Mon Feb 28
1001 SE Morrison
Despite the name, Brooklyn's Grizzly Bear don't flash piercing fangs in song; they're a different sort of animal, more befitting of the cozy warmth of self-imposed hibernation than snarling assaults. Frontman Edward Droste's hushed 6:00 a.m. confessions hang in a delicate fog over the gossamer instrumentation blowing sweet psych-folk breezes around him. The group has fleshed out its membership as gently as the musicians layer instrumental tracks with soft electronic stutters and modern-day field recordings, moving from Droste's solo bedroom experiments to a trio that includes Christopher Bear and Chris Taylor.
Grizzly's recent debut release, Horn of Plenty (Kanine), is a collection of what the group jokingly calls "cave-core" and plays as nicely between the new folk of Animal Collective and Sufjan Stevens as it does between such stargazing, boundary-stretching pop acts as the Beta Band and Lansing-Dreiden--although Grizzly Bear's arrangements are much quieter and more understated than the latter two artists.
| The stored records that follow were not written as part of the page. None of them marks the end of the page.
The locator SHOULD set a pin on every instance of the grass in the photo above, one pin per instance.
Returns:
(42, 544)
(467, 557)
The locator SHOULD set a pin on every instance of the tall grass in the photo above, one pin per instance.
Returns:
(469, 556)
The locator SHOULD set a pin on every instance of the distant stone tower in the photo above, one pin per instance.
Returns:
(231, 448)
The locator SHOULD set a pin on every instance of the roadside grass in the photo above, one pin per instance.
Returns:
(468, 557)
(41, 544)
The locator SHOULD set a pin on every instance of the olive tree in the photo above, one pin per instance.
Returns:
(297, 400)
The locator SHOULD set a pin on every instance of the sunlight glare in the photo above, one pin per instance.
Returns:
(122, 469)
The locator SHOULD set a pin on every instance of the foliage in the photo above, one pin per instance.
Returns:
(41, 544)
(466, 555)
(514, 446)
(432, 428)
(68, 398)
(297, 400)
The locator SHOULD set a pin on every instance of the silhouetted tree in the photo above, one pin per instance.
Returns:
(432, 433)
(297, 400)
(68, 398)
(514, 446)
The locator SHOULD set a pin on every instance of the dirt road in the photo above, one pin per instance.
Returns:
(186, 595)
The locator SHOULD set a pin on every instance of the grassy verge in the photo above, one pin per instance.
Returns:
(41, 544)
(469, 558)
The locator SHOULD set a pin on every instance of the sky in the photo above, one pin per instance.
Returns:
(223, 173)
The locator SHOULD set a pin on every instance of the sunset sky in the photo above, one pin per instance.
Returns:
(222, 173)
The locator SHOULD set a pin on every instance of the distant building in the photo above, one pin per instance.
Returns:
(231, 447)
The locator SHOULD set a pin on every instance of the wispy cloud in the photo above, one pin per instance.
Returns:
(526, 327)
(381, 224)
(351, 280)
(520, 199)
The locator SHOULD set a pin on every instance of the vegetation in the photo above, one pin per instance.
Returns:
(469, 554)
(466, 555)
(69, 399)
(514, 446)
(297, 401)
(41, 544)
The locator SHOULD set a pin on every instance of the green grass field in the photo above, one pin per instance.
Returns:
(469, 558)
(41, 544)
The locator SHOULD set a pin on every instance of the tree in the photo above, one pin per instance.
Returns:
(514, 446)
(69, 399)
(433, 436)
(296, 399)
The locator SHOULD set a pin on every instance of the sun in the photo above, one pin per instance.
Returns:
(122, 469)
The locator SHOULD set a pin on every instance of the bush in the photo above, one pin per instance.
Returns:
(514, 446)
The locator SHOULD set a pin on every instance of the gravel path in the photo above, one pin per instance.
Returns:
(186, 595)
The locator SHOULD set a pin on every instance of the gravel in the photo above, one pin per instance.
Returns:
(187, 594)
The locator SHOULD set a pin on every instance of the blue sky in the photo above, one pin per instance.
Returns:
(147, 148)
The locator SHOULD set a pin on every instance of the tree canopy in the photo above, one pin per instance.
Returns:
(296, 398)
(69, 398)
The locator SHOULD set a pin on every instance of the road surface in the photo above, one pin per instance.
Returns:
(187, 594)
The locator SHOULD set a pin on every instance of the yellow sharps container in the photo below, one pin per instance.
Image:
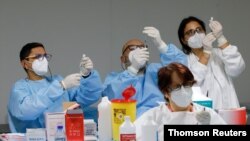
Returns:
(121, 108)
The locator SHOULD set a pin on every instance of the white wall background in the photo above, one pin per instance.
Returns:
(99, 28)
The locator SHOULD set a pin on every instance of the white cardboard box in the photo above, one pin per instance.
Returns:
(52, 120)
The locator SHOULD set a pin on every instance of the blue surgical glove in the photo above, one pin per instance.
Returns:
(216, 28)
(207, 43)
(155, 35)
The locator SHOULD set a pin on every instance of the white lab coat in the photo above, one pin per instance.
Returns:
(215, 78)
(163, 116)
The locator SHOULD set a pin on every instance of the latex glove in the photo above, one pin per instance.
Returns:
(138, 59)
(203, 117)
(155, 35)
(71, 80)
(86, 65)
(207, 43)
(216, 28)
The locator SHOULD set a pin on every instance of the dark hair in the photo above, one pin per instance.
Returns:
(186, 49)
(165, 76)
(25, 51)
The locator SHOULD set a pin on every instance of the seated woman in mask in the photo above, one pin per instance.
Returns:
(175, 82)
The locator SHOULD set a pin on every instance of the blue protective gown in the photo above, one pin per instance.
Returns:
(147, 92)
(29, 100)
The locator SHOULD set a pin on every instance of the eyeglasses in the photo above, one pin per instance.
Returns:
(178, 87)
(133, 47)
(40, 57)
(191, 32)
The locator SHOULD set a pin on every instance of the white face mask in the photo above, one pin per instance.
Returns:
(141, 64)
(195, 41)
(40, 67)
(182, 97)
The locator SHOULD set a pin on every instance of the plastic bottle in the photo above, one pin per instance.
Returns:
(127, 130)
(104, 120)
(149, 130)
(60, 135)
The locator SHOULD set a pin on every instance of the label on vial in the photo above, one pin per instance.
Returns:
(127, 137)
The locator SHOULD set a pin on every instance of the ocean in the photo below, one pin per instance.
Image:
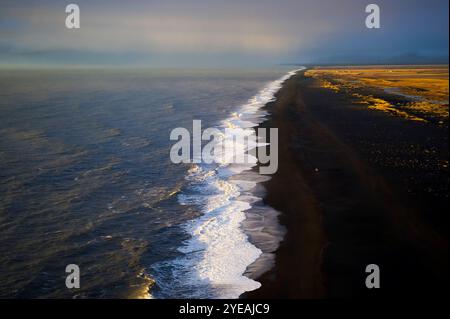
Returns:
(86, 179)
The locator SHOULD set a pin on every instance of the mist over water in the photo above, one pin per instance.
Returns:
(86, 176)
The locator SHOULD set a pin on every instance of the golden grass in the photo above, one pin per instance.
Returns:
(425, 88)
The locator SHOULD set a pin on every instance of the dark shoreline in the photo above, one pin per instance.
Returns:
(353, 188)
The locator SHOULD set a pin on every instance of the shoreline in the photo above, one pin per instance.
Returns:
(344, 202)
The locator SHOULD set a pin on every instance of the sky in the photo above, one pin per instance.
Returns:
(211, 33)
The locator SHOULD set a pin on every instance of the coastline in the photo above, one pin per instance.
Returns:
(346, 203)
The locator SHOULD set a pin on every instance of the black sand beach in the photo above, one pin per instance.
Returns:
(355, 187)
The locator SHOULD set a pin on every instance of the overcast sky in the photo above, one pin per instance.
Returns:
(222, 33)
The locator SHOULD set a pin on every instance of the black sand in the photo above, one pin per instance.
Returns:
(355, 187)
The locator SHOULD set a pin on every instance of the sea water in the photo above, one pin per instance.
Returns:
(86, 179)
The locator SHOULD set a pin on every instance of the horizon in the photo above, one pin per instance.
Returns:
(209, 34)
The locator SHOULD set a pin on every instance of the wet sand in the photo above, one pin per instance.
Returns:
(354, 187)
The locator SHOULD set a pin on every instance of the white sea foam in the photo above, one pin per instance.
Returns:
(218, 253)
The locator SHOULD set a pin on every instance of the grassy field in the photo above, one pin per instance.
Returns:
(418, 93)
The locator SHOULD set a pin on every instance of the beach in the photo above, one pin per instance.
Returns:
(356, 186)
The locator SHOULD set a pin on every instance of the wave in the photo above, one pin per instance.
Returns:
(216, 258)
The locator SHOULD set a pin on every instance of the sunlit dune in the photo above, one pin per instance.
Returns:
(423, 89)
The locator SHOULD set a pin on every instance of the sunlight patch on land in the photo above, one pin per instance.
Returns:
(424, 89)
Clinking castanets, tinkling bells, muted handclaps, and lingering woodwinds and strings nestle up against confectionary harmonies that dissolve in acoustic-guitar melodies. Horn of Plenty is one beast worthy of cuddling, as Grizzly Bear soundtrack leisurely, introspective mornings where sentimentality flickers as warm as a campfire and pop visions descend gently as snow.